Ministerstwo dotuje też liczne gale, wystawy, festiwale, spektakle, koncerty i inne wydarzenia kulturalne związane z ,,kulturą żydowską''.

Przy tym wciąż toleruje się w funkcji dyrektora Muzeum Auschwitz-Birkenau Piotra Cywińskiego, zamiast zadbać o odzyskanie tego miejsca dla polskiej polityki historycznej.

Jarosław Sellin zapowiadał też w ubiegłym roku, że MKDiN wesprze budowę muzeum chasydyzmu, jeżeli to będzie powstawać na terenie Polski.

W 2018 roku rząd PiS wycofał się też pod naciskiem Izraela z ustawy o IPN.

Do tego dochodzą wypowiedzi przedstawicieli rządu o Jedwabnem – jak Jarosława Sellina czy ostatnio nawet premiera Mateusza Morawieckiego.
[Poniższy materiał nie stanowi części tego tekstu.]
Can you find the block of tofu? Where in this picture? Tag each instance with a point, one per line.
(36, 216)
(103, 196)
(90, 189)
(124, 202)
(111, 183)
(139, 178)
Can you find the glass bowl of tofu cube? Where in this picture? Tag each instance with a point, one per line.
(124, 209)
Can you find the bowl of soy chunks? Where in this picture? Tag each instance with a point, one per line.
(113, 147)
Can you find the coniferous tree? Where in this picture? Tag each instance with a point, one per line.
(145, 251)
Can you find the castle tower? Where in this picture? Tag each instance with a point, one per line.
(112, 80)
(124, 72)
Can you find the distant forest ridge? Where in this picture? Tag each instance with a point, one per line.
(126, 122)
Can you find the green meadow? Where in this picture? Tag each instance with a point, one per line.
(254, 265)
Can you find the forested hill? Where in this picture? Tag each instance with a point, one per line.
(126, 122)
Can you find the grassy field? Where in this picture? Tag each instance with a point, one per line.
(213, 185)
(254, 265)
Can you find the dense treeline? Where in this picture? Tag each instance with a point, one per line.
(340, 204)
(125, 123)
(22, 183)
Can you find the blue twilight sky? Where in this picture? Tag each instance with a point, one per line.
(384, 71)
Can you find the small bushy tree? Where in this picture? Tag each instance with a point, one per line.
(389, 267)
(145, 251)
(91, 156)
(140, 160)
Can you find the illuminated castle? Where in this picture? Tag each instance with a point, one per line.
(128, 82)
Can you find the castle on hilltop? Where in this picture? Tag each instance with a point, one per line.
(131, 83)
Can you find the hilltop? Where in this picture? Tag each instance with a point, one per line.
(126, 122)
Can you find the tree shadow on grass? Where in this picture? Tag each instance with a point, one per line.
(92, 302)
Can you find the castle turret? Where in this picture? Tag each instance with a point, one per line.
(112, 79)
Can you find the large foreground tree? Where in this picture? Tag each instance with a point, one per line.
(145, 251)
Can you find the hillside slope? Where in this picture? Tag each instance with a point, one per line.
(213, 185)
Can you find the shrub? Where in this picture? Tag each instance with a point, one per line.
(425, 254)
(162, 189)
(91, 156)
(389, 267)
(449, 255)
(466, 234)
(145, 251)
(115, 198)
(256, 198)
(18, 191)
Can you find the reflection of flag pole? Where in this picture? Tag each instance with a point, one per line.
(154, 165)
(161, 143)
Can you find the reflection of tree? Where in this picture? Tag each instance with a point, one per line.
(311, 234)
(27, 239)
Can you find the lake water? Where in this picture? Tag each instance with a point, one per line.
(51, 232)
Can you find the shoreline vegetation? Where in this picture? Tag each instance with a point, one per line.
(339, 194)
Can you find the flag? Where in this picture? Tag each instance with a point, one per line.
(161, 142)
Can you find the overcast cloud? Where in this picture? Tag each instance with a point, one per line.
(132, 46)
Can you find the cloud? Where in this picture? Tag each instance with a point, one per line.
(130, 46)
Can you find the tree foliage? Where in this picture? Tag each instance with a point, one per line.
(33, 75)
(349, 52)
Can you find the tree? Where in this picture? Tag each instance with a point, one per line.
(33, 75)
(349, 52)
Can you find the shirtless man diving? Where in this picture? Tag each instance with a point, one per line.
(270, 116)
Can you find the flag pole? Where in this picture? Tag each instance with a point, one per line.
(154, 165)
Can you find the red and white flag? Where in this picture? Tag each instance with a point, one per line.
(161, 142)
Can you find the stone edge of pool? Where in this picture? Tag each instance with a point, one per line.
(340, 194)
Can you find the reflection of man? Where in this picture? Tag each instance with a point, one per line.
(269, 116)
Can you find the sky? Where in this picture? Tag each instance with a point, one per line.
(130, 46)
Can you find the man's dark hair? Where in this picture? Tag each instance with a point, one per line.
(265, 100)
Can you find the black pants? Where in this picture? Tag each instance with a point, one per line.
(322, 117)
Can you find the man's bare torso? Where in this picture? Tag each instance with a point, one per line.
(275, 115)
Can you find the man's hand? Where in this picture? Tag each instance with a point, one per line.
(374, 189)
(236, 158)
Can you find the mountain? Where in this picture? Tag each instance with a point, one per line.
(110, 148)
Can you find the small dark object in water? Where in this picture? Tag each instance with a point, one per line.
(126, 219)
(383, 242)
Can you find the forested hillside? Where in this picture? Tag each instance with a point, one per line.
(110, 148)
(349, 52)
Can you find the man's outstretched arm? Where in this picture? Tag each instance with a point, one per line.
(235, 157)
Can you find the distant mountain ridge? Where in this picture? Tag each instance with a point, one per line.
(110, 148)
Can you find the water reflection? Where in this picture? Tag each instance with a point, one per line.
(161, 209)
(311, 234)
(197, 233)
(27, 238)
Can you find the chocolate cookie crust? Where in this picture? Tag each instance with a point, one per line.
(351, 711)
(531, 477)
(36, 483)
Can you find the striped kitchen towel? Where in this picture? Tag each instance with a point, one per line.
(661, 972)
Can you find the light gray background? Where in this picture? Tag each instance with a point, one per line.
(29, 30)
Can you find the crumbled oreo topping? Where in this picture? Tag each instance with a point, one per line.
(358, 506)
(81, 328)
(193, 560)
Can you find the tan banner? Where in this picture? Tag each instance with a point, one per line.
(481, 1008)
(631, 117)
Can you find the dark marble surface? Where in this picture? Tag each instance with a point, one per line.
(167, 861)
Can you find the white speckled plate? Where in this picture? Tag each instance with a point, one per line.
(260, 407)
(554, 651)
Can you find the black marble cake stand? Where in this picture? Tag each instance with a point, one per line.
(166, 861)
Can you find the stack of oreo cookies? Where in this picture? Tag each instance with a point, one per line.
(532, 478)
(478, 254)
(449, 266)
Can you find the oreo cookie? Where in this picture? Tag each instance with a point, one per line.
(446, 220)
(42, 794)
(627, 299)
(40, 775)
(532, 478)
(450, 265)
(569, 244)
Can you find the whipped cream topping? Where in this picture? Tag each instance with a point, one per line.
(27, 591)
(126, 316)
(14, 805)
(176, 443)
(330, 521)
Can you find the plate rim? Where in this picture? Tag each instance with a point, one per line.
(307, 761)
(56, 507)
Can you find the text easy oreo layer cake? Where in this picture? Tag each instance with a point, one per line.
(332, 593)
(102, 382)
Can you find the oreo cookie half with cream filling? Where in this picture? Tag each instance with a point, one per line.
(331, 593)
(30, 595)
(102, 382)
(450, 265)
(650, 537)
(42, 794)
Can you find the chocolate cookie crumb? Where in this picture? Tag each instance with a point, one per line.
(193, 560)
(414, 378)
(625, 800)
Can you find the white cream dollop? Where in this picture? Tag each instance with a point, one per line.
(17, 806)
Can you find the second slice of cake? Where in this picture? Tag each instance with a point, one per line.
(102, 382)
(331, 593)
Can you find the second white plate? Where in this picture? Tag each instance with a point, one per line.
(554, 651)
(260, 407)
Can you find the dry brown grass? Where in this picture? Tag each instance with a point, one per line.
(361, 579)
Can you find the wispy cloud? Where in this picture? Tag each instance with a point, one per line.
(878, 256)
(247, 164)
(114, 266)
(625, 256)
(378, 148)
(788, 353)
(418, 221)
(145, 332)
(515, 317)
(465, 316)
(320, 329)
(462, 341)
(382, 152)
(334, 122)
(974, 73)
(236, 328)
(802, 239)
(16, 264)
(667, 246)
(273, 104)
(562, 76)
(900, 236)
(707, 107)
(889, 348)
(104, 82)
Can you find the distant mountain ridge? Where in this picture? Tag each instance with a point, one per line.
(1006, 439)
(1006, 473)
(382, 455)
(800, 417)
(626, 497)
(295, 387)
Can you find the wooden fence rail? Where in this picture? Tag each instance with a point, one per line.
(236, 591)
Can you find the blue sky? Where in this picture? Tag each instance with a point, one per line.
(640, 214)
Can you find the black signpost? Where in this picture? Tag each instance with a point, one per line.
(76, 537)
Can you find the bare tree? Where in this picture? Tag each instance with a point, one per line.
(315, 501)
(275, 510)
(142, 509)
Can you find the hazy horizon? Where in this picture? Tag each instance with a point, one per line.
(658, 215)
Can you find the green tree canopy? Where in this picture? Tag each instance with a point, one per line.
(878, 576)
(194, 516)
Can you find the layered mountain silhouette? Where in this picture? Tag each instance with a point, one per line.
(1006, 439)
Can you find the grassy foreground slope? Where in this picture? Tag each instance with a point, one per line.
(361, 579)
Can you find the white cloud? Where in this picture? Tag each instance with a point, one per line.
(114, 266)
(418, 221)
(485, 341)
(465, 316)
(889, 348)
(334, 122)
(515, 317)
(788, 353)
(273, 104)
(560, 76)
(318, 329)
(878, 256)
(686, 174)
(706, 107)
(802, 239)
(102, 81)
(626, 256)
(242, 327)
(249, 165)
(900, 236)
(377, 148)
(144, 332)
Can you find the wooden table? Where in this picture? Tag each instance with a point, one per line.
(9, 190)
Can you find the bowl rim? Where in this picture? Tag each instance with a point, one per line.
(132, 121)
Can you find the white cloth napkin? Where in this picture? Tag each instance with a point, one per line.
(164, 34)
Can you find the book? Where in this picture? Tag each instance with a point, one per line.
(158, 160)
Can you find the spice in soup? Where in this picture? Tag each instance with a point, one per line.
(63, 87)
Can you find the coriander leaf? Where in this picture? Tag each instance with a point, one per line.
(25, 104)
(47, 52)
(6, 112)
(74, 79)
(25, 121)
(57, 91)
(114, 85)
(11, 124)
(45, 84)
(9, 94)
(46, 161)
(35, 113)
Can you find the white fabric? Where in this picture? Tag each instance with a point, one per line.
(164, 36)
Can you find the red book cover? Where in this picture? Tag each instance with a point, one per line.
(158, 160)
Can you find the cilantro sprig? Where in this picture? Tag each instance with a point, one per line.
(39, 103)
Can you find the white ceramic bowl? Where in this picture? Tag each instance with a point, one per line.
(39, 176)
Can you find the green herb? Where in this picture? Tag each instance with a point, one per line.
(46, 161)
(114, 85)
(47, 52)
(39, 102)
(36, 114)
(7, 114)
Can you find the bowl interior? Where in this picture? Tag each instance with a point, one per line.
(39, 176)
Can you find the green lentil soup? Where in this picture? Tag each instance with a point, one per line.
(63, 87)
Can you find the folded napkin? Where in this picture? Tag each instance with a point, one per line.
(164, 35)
Oni już „wiedzą”, że w Jedwabnem mordowali Polacy. „Były oczywiście bardzo smutne, dramatyczne wypadki, takie, że również Polacy mordowali Żydów i tak było w Jedwabnem” - mówił Morawiecki.

Przed Żydami nie możemy klękać. Trzeba prowadzić twardą, dumną politykę. Mamy do tego prawo - i obowiązek. Mówił o tym w wywiadzie dla portalu Fronda.pl prof. Jan Żaryn.

,,Jako historyk wielokrotnie to mówiłem i pisałem - więc są też dowody namacalne, że w tej sprawie jestem dość twardy- że tylko prawda jest ciekawa w relacjach polsko-żydowskich, historycznych. Otóż ta prawda historyczna wskazuje nam, byśmy nie dali się „zdołować” narracją antypolską, która wydaje się bardzo silną w niektórych kręgach żydowskich myślicieli, historyków i intelektualistów. Niewątpliwie nie powinniśmy też odgrywać roli usłużnych obcej sprawie Polaków, którzy zanim jeszcze ktoś krzyknie ,,to antysemici!’’, to już się kulą i podkreślają biciem w nie swoje piersi, że rzeczywiście ,,jesteśmy i byliśmy zawsze antysemitami, którzy wypijali krew żydowską od pokoleń’’ - to jeśli chodzi o kwestię historyczną. Możemy z podniesionym czołem iść do stołu negocjacyjnego z przedstawicielami narodu żydowskiego, bo z historii nie musimy się tłumaczyć. To raczej druga strona powinna zaczynać od podziękowań" - wskazywał uczony.